StatusOr<int> ConsumeInt(TSpan *tspan);
StatusOr<double> ConsumeDouble(TSpan *tspan);

And here is a parser combinator:


template <typename... O>
static std::function<StatusOr<absl::variant<O...>>(TSpan *)> 
AnyVariant(StatusOr<O>(TSpan *)>... ls);

This parser combinator (named AnyVariant) uses variadic templates to accept a series of any number of parsers (i.e. any number of inputs of type StatusOr<O>(TSpan *), and returns a parser whose return type is absl::variant<O...>.

We can use a parser combinator like AnyVariant to write a parser which attempts to parse the input as either an int or a double:


StatusOr<absl::Variant<double, int>> ConsumeNumeric(TSpan *tspan) {
  return AnyVariant<double, int>(
    absl::bind_front(&ConsumeDouble, this),
    absl::bind_front(&ConsumeInt, this))(tspan);
}

NB: Recall that AnyVariant<O...>(...) itself returns a parser. So we need to call it like so: AnyVariant<O...>(...)(...).

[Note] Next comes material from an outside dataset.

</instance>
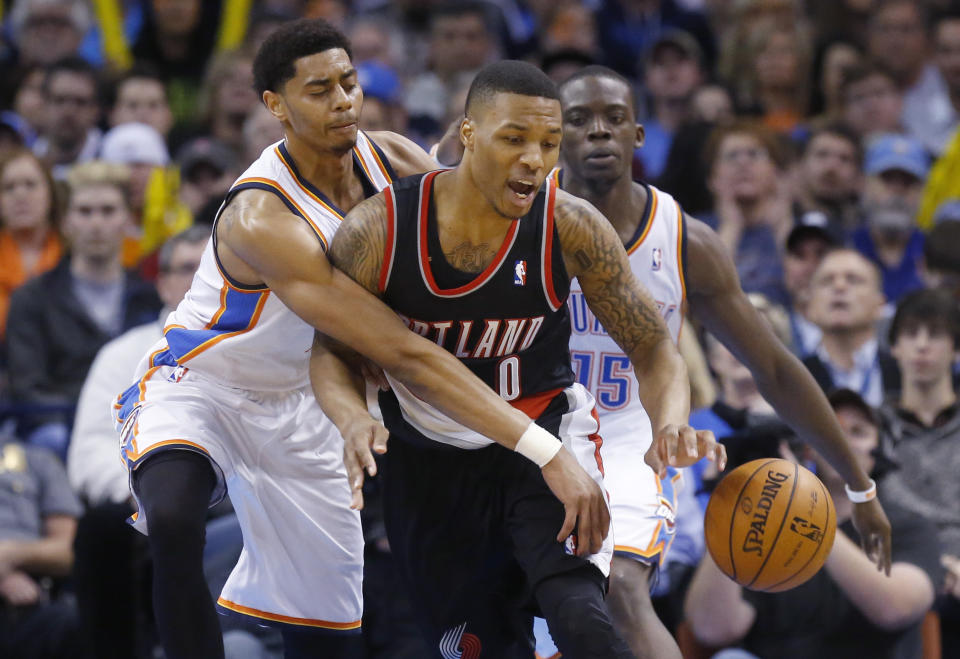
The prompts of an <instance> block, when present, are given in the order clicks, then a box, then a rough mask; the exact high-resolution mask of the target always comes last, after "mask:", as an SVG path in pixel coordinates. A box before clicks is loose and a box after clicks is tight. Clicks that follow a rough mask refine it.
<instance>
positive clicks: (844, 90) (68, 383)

Other useful parser combinators:

In addition to AnyVariant, I also wrote:

  • Any<T>, which takes one or more parsers of type T and returns one parser returning type T, which atempts to match the parsers in priority order.
  • Maybe<T>, which takes exactly one parser and returns another lenient parser, which reads from TSpan but does not fail if it fails to match. This is useful for implementing optional aspects of the grammar, such as TIME_SECFRAC in the timespec.
  • WithRestriction<T>, which takes exactly one parser and an filtering function, and returns a parser which only returns a value of type T if it passes that filtering function. This is useful for introducing logic into our parser, such as recognizing a numeric value as representing a number of hours if and only if it is in the range [0-24].
  • InSequence<std::tuple<O...>>(Prsr<O>...), which takes a sequence of parsers and attempts to match them all, in-sequence, returning a std::tuple<> of their outputs. This is useful for matching all-or-nothing of a subgrammar, such as datetime specifications, which are only valid if they match the entire DATE_FULLYEAR-DATE_MONTH-DATE_MDAY... grammar. Otherwise this returns Status, and we do not truncate the TSpan.
  • WithTransformation, which is like WithRestriction, except it takes exactly one parser and exactly one transformation function which can convert the parsed value to some other value of some other type.
  • WithLookup, which accepts exactly one parser and exactly one lookup function. It is useful for looking up the returned value as the key in some map and returning its value instead. It can be thought of as a synonym for WithRestriction where the restriction is being-in-the-map, and WithTransformation where the transformation is to-the-matching-value-in-the-map.

The full list of combinators (and their implementations) lives here: https://github.com/ambuc/latis/blob/master/src/formula/parser_combinators.h.

Parsing, altogether.

In the end we compose many parser combinators and parsers into one big function, which accepts user input and outputs a data structure (actually a protobuffer) which contains nested formulae, expressions, values, string literals, and table lookup locations.

Evaluation

Evaluation is comparatively simple: we walk the data structure described above and “crunch” the component parts. If a node is a table lookup, we perform that lookup (or fail). If a node is a mathematical expression, we evaluate that expression.

In practice this means translating MINUS(A4, A3) -> 3.4 - 1.2 -> 2.2. This is relatively simple.

TODO(ambuc): Write about the MVC part.